W jaki sposób rząd sprytnie drenuje kieszenie obywateli i zdobywa potrzebne mu pieniądze? Dodruk pieniądza, którego podaż w tym roku wzrosła o 12 proc. oraz coraz większy impuls fiskalny (kolejne zasiłki socjalne, różne “plusy”) dodatkowo rozkręca inflację, która urosła do najwyższego poziomu od lat, przez co w szalonym tempie drożeją wszystkie produkty. Jednoczenie rząd utrzymuje podatek VAT na poziomie aż 23% i do kasy państwa trafia coraz więcej pieniędzy. Już wiecie czemu rząd PiS tak broni się przed obiecaną obniżką podatku VAT i utrzymał stawkę 23%, którą wprowadziła PO.

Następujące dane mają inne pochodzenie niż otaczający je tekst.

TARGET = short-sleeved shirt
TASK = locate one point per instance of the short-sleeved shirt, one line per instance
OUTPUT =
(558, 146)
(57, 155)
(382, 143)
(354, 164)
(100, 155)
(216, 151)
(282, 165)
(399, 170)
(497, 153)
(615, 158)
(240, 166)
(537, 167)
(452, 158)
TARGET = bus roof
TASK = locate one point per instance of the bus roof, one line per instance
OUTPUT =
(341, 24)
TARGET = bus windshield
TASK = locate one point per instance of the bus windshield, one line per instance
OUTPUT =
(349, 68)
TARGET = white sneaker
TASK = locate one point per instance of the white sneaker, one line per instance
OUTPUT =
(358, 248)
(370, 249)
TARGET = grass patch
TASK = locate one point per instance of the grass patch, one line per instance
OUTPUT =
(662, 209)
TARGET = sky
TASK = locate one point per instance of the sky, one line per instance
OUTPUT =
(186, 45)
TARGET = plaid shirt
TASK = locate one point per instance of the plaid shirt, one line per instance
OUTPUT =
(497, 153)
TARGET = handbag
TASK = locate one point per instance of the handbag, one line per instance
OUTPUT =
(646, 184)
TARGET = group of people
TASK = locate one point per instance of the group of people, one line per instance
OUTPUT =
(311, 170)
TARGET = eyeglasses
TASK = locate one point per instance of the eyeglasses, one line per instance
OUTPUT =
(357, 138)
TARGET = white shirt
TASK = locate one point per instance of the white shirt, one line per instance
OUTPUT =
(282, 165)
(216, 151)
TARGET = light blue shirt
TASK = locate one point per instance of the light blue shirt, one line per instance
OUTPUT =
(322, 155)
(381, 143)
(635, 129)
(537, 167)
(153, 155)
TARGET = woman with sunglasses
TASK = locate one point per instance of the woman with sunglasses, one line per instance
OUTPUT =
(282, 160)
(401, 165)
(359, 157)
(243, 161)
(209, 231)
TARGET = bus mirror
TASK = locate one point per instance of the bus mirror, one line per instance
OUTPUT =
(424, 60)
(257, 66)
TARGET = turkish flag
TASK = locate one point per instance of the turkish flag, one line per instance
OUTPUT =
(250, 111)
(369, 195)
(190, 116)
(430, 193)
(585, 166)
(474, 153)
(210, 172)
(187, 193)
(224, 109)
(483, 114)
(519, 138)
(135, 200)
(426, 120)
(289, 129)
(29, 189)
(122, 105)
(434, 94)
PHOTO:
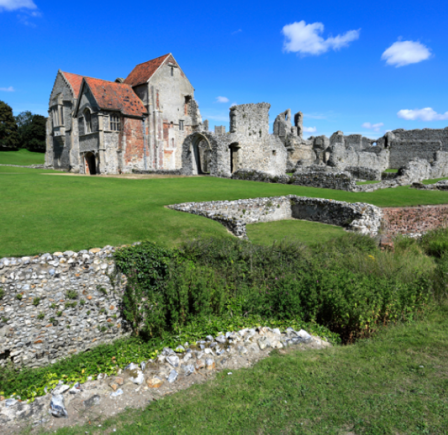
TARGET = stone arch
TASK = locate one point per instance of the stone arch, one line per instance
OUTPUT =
(91, 163)
(197, 153)
(235, 157)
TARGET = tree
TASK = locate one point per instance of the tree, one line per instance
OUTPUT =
(9, 137)
(32, 131)
(34, 138)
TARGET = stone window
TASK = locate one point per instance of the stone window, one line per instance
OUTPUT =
(115, 122)
(87, 121)
(55, 115)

Inflacja zwiększa kwoty jakie rząd uzyskuje z podatków pośrednich (VAT i akcyzy) – zwiększa się bowiem podstawa opodatkowania tymi podatkami. Efekt jest taki, że rząd otrzymuje w ciągu roku dodatkowe fundusze bez konieczności wprowadzania nowych podatków. Majstersztyk trudny do zauważenia dla wielu obywateli, podajcie dalej!